Replacing Cloud Kubernetes with Home Mini PCs

The old platform was a small Talos Kubernetes cluster on Hetzner Cloud. It was not large by production standards: one control-plane node, three static workers, one ingress load balancer, and a zero-to-five-node autoscale pool. Before the price change, that shape was annoying but defensible. After the June 2026 pricing change, recreating the same Ashburn footprint became the wrong default.

The important word is recreating. Existing cloud servers can be grandfathered for a while, but Kubernetes platforms recycle hosts.
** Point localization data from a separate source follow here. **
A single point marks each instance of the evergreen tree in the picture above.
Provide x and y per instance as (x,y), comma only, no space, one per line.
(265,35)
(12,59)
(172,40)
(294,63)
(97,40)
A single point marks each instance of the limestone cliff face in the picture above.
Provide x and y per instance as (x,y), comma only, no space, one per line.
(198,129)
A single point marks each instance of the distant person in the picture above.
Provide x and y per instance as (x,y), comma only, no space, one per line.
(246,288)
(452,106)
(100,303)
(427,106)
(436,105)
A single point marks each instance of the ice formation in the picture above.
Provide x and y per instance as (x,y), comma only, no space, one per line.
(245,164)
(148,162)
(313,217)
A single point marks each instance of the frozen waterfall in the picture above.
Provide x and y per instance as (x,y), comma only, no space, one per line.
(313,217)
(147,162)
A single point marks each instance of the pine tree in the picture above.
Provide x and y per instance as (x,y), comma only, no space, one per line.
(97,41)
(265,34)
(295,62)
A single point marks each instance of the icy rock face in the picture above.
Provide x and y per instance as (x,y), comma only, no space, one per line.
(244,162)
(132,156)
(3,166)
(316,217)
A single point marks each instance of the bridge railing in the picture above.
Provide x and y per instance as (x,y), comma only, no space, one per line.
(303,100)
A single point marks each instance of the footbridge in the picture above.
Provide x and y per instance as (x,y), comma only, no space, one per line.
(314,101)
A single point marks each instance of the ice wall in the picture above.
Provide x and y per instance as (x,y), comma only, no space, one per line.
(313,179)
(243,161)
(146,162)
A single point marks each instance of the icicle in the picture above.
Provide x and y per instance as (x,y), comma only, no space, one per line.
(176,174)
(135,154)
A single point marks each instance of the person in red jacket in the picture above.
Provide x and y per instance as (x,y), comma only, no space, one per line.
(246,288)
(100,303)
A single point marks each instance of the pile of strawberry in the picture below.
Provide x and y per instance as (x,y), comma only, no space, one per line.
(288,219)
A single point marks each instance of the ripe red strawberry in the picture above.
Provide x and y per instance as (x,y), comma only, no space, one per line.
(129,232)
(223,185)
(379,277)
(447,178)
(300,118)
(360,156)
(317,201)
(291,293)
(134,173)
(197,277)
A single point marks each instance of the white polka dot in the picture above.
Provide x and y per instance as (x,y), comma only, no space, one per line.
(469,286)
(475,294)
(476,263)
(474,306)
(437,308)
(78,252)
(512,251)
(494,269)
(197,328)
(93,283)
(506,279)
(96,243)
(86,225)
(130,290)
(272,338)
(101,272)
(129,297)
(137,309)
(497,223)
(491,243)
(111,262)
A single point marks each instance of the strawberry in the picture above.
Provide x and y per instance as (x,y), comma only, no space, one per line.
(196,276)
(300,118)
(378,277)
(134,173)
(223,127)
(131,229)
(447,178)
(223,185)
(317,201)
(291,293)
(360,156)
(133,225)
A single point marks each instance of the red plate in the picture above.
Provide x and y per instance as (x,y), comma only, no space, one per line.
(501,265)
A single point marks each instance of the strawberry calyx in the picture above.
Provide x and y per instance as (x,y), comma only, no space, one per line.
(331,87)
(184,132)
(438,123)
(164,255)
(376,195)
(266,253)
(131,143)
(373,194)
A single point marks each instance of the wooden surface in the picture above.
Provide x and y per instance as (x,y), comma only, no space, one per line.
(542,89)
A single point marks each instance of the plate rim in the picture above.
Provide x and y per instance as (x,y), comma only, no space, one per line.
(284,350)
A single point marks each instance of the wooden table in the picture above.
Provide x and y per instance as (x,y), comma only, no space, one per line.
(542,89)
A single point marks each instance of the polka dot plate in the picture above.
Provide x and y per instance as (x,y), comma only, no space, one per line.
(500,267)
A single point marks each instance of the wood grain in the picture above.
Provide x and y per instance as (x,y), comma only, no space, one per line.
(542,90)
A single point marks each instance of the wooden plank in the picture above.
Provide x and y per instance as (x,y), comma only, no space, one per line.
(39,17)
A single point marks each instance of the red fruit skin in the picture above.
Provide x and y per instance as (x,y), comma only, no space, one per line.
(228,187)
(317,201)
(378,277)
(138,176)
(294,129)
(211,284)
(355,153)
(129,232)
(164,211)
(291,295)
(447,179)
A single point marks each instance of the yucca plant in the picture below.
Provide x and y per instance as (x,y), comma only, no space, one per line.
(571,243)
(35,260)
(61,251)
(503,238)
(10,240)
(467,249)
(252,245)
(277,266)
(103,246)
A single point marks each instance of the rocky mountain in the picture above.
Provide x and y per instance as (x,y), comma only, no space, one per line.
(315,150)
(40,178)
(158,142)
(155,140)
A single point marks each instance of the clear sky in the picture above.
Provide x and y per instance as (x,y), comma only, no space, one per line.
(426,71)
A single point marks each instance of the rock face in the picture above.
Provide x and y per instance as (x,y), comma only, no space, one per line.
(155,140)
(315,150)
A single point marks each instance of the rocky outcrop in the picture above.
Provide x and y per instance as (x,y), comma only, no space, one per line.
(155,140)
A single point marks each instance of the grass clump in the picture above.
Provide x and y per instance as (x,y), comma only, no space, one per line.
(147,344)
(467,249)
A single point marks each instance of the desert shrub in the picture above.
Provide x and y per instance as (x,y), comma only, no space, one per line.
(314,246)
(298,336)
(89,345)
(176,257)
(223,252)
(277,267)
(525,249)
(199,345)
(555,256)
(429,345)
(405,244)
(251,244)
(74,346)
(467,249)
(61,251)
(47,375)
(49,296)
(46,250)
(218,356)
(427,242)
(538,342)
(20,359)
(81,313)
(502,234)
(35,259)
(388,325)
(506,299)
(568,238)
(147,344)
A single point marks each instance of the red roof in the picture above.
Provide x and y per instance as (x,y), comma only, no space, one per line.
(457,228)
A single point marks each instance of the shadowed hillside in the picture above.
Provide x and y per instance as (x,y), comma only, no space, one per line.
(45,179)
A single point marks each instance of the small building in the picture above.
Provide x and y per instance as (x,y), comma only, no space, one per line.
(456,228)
Talos upgrades, node replacement, autoscaler churn, failed disks, accidental deletes, and region moves all eventually turn grandfathered infrastructure into current-price infrastructure. I do not want a platform whose cost model depends on never replacing a node.

The teardown took the Hetzner project to zero billable resources. That makes the next architecture decision clean: do not preserve the old shape just because it existed. Rebuild only the parts that the current project needs.

hetzner-state.txt

1	Old talos-redux shape:
2	control plane: 1 x cpx31, Ashburn
3	static workers: 3 x cpx21, Ashburn
4	autoscale pool: 0-5 x cpx21, Ashburn
5	ingress: 1 x lb11
6	persistent volumes: 260 GB
7	normal rebuild cost: about 183 EUR/month after the June 2026 price change
8	autoscale ceiling: about 345 EUR/month with five extra cpx21 nodes
9
10	After teardown:
11	servers: 0
12	load balancers: 0
13	volumes: 0
14	snapshots: 0
15	recurring bill: 0 EUR, excluding already accrued prorated charges

Why Home Hosting Is Back on the Table

Home hosting usually loses when the requirement is production uptime. The house is not a datacenter. Power, cooling, WAN, switching, routing, and physical access are now part of the system. If a router firmware update breaks the edge at midnight, there is no provider SLA to hide behind.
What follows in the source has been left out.